With the Caribbean running the risk of insufficient access to water and compromised quality of the precious resource due to climate change, together with decades-old infrastructure deficiencies and a slew of institutional, legislative and enforcement challenges, civil society engagement as vital to the solution is clear.
And communication — through, among other things, appropriate communication campaigns and engagement of the mass media — is the tool to reach them.
This emerged during deliberations at the High Level Forum of Water Ministers at the Caribbean Water and Wastewater Association (CWWA) Conference and Exhibition, held on Paradise Island in the Bahamas last month.
But how does such an effort take shape?
It is about the people with the information working, through collaborative action, to package messages that can be shared with members of the public via an advertising platform.
Those messages, in turn, have to be so packaged as to suit the needs of the various audiences — from private business interests to public interests, farmers, fishers, and local community stakeholders.
It requires the use of cultural tools, such as music, that allow people to identify with the messages, thus creating a fertile ground for buy-in and subsequent behaviour change. Panos Caribbean has a useful methodology in the way of its Voices for Climate Change Education Programme.
The programme brings together music industry professionals — writers, performers and producers — from Jamaica and, in more recent times, Haiti to be educated on climate change and then guided to create music that successfully spreads climate change messages.
Also critical to making communication work in the interest of water security in the Caribbean is the engagement of the media — and in a meaningful and sustained way.
This point was well made by Communications Specialist with the Caribbean Regional Fund for Wastewater Management (CReW) project Donna Sue Spencer, during her presentation at the CWWA conference, which ran from October 6 through 11 at Paradise Island in the Bahamas.
Informed by research done as part of two journalists workshops held under the CReW project in Latin America and the Caribbean last year, Spencer left her audience with a potent quote from journalist-turned-public-relations-professional Kim Young:
“It is a journalist’s responsibility to inform the public.
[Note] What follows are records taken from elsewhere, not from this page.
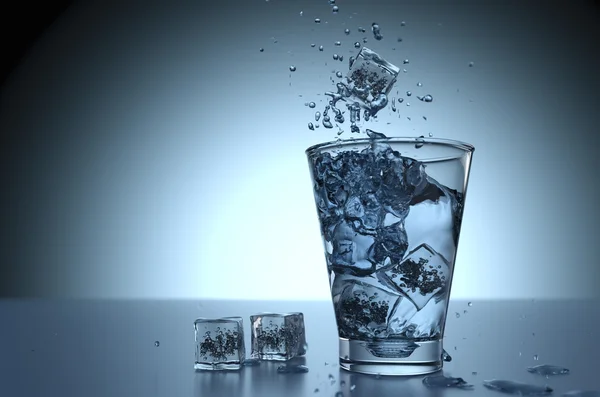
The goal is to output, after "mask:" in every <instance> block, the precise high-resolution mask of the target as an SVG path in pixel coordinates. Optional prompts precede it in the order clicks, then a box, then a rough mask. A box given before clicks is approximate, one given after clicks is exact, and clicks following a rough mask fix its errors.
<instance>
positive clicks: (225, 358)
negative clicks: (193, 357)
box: [194, 317, 246, 371]
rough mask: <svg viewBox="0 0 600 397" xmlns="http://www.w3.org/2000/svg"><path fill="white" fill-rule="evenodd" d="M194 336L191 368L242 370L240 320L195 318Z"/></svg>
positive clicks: (225, 318) (239, 318) (243, 337)
mask: <svg viewBox="0 0 600 397" xmlns="http://www.w3.org/2000/svg"><path fill="white" fill-rule="evenodd" d="M194 333H195V340H196V360H195V364H194V369H196V370H201V371H217V370H238V369H240V368H242V366H243V362H244V359H245V355H246V350H245V346H244V326H243V321H242V318H241V317H223V318H216V319H209V318H198V319H196V321H194Z"/></svg>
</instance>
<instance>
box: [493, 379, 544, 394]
mask: <svg viewBox="0 0 600 397" xmlns="http://www.w3.org/2000/svg"><path fill="white" fill-rule="evenodd" d="M483 385H484V386H485V387H487V388H488V389H491V390H496V391H499V392H502V393H509V394H519V395H521V396H545V395H549V394H551V393H552V392H553V389H552V388H550V387H548V386H538V385H531V384H528V383H521V382H513V381H510V380H498V379H492V380H486V381H483Z"/></svg>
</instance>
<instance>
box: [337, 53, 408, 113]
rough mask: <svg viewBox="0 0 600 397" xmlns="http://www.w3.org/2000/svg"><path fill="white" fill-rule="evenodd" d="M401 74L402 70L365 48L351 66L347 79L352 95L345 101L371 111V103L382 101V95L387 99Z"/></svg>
mask: <svg viewBox="0 0 600 397" xmlns="http://www.w3.org/2000/svg"><path fill="white" fill-rule="evenodd" d="M399 72H400V68H398V67H397V66H395V65H392V64H391V63H389V62H388V61H386V60H385V59H383V58H382V57H380V56H379V54H377V53H376V52H374V51H372V50H370V49H368V48H366V47H363V48H362V49H361V50H360V52H359V53H358V55H357V56H356V57H355V58H354V59H353V61H352V63H351V64H350V70H349V71H348V74H347V76H346V77H347V79H348V80H349V85H348V88H349V90H350V93H351V95H350V97H349V98H346V99H345V100H346V101H348V102H350V103H354V102H357V103H359V104H360V105H361V106H363V107H365V108H367V109H370V108H371V102H373V101H381V100H382V98H383V97H382V96H381V94H383V95H384V96H386V97H387V95H388V94H389V92H390V90H391V89H392V86H393V85H394V82H395V81H396V77H397V76H398V73H399ZM386 102H387V101H386ZM371 114H374V113H371Z"/></svg>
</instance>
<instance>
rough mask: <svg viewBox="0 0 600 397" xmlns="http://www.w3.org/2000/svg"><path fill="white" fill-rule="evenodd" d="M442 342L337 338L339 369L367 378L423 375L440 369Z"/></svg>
mask: <svg viewBox="0 0 600 397" xmlns="http://www.w3.org/2000/svg"><path fill="white" fill-rule="evenodd" d="M442 352H443V348H442V341H441V340H433V341H412V340H409V339H388V340H378V341H361V340H353V339H346V338H340V367H341V368H343V369H345V370H347V371H352V372H358V373H362V374H370V375H382V376H385V375H395V376H396V375H404V376H410V375H424V374H430V373H432V372H436V371H439V370H441V369H442V366H443V362H442Z"/></svg>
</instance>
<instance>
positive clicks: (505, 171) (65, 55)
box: [0, 0, 600, 300]
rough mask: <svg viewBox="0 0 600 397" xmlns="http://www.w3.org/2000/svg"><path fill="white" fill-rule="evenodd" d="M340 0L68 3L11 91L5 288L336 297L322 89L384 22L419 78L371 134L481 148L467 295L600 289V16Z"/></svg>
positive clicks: (331, 83) (138, 296)
mask: <svg viewBox="0 0 600 397" xmlns="http://www.w3.org/2000/svg"><path fill="white" fill-rule="evenodd" d="M337 5H338V6H339V7H340V12H339V13H338V14H337V15H333V14H332V13H331V8H330V6H329V5H328V2H327V1H326V0H319V1H316V0H315V1H291V0H287V1H286V0H270V1H264V0H253V1H243V0H234V1H229V2H200V3H196V4H193V3H192V2H187V3H184V2H176V4H174V3H168V2H144V3H142V2H132V3H128V5H118V4H115V3H113V2H109V3H108V4H104V3H102V2H82V3H79V4H75V5H73V6H71V7H70V8H69V9H68V10H67V11H66V12H65V13H64V14H63V15H62V16H61V17H60V18H59V19H58V20H57V21H56V22H55V24H54V25H52V26H51V27H50V29H48V30H47V31H46V33H45V34H44V35H43V36H42V37H40V39H39V40H38V42H37V43H36V45H35V47H34V48H33V50H32V51H31V53H30V54H29V56H28V57H27V58H26V59H25V60H24V61H23V62H22V63H21V65H20V67H19V68H18V69H17V70H16V71H15V72H14V73H13V74H12V76H11V77H10V79H9V80H8V82H7V83H6V84H5V85H4V86H3V87H2V91H1V97H0V131H1V132H2V146H1V149H0V150H1V152H0V165H1V168H0V169H1V173H2V174H1V176H2V184H3V186H4V188H3V193H2V195H1V197H0V204H1V206H0V216H1V219H2V223H1V229H0V236H1V241H0V244H1V245H0V252H1V258H2V278H1V280H0V287H1V288H0V292H1V293H2V296H40V297H49V296H68V297H104V298H150V297H151V298H190V297H201V298H226V299H229V298H231V299H240V298H241V299H243V298H248V299H275V300H286V299H328V296H329V295H328V294H329V291H328V286H327V277H326V271H325V260H324V257H323V252H322V244H321V240H320V236H319V232H318V231H319V228H318V221H317V216H316V211H315V207H314V202H313V196H312V192H311V185H310V177H309V173H308V168H307V163H306V159H305V155H304V149H306V148H307V147H308V146H310V145H312V144H315V143H319V142H322V141H328V140H331V139H332V138H333V137H334V136H335V130H324V129H323V128H322V127H321V128H320V129H318V130H316V131H309V130H308V129H307V128H306V124H307V122H308V121H311V120H312V115H313V113H314V110H313V109H309V108H308V107H305V106H304V103H305V102H307V101H315V102H317V103H318V104H319V106H320V107H321V108H322V106H323V104H324V103H325V99H324V96H323V95H322V93H323V92H324V91H326V90H328V89H330V87H331V84H332V83H331V82H330V77H332V76H333V75H332V71H335V70H343V71H345V70H346V68H347V59H348V57H349V56H350V55H351V53H350V51H352V50H354V48H353V45H352V44H353V43H354V41H357V40H358V41H360V40H361V39H362V37H363V36H366V37H367V38H368V43H367V44H366V45H367V46H368V47H370V48H371V49H373V50H375V51H378V52H379V53H380V54H382V55H383V56H384V57H385V58H386V59H388V60H389V61H390V62H392V63H395V64H397V65H402V60H403V59H405V58H408V59H409V60H410V63H409V64H408V65H405V66H404V67H406V69H407V73H405V74H404V73H403V74H401V76H400V78H399V81H398V83H397V84H396V88H397V89H398V91H400V94H403V93H404V91H406V90H411V91H412V92H413V97H411V98H407V97H406V96H405V95H401V96H403V97H404V98H405V103H403V104H401V105H400V106H399V113H400V117H399V116H398V114H397V113H391V112H388V111H385V112H383V114H381V116H380V117H379V120H378V122H376V123H372V125H371V128H372V129H375V130H378V131H381V132H384V133H386V134H387V135H391V136H418V135H427V133H429V132H431V133H433V134H434V136H436V137H443V138H452V139H458V140H463V141H466V142H469V143H472V144H473V145H474V146H475V147H476V151H475V155H474V159H473V168H472V171H471V179H470V184H469V191H468V199H467V205H466V211H465V217H464V221H463V227H462V234H461V241H460V246H459V250H458V255H457V261H456V271H455V274H454V282H453V290H452V297H453V298H473V299H477V298H480V299H512V298H515V299H516V298H538V299H544V298H584V297H599V296H600V293H599V292H598V288H597V286H598V284H599V281H600V270H599V266H600V263H599V261H598V259H597V258H598V254H597V252H598V250H597V245H598V243H597V242H598V237H597V236H598V234H597V225H598V224H599V217H598V211H597V208H596V207H597V202H598V193H599V183H598V179H599V178H598V176H597V174H598V170H599V169H600V160H598V148H599V144H598V142H599V139H600V138H598V130H599V128H598V125H600V123H599V122H600V120H599V118H600V117H599V110H600V106H599V101H598V92H600V79H599V76H598V71H599V70H600V62H599V57H598V54H599V53H600V51H599V48H600V46H599V41H598V37H600V34H599V33H600V32H599V30H600V29H599V28H598V26H599V24H598V22H599V21H598V20H599V18H598V8H597V7H596V8H595V7H594V6H592V3H591V2H583V1H580V2H567V1H563V2H551V3H543V5H542V3H540V2H537V1H529V2H524V1H501V2H500V1H489V2H488V1H485V2H481V1H432V0H426V1H383V0H373V1H365V0H362V1H358V0H348V1H345V0H338V1H337ZM300 11H303V16H300ZM316 17H318V18H321V20H322V23H321V24H319V25H317V24H315V23H314V18H316ZM374 21H377V22H378V23H379V24H380V26H381V28H382V33H383V35H384V39H383V40H382V41H381V42H376V41H375V40H374V39H373V37H372V34H371V33H370V32H369V31H367V33H366V34H359V33H358V30H357V27H358V26H363V27H365V28H369V27H370V25H371V23H372V22H374ZM401 21H406V26H401V24H400V22H401ZM345 28H349V29H350V30H351V34H350V35H349V36H345V35H344V33H343V31H344V29H345ZM397 37H402V39H403V41H402V42H398V41H397V40H396V39H397ZM337 40H340V41H342V43H343V45H342V47H339V48H338V47H334V45H333V43H334V42H335V41H337ZM275 41H276V42H275ZM311 43H315V44H316V45H317V47H318V46H319V45H323V46H324V47H325V51H323V52H319V51H318V49H317V48H311V47H310V44H311ZM261 47H264V49H265V51H264V52H262V53H261V52H259V48H261ZM334 52H335V53H339V54H343V55H344V58H345V59H344V62H343V63H340V62H336V61H333V59H332V54H333V53H334ZM469 62H474V66H473V67H468V64H469ZM292 64H293V65H295V66H296V67H297V71H296V72H295V73H290V72H289V69H288V68H289V66H290V65H292ZM417 82H422V83H423V87H417V86H416V84H417ZM427 93H429V94H431V95H433V97H434V98H435V99H434V101H433V102H432V103H422V102H420V101H418V100H416V98H415V95H423V94H427ZM411 99H412V100H411ZM407 101H408V102H411V106H410V107H409V106H406V102H407ZM423 116H426V117H427V120H424V119H423ZM408 117H410V120H409V119H408ZM388 123H389V124H388ZM346 134H347V133H346ZM343 136H345V135H343Z"/></svg>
It’s the responsibility of various organisations to pursue us”.
In means that on any given day, water sector ministers and other professionals must recognise that a journalist is actively engaged in any number of news pursuits while being bombarded by information flows from individuals and oganisations intent on having their own issues reported on.
And they, too, will need to get in on that action, if water is to be given the urgent attention it requires in the race to have in place a comprehensive response to climate impacts.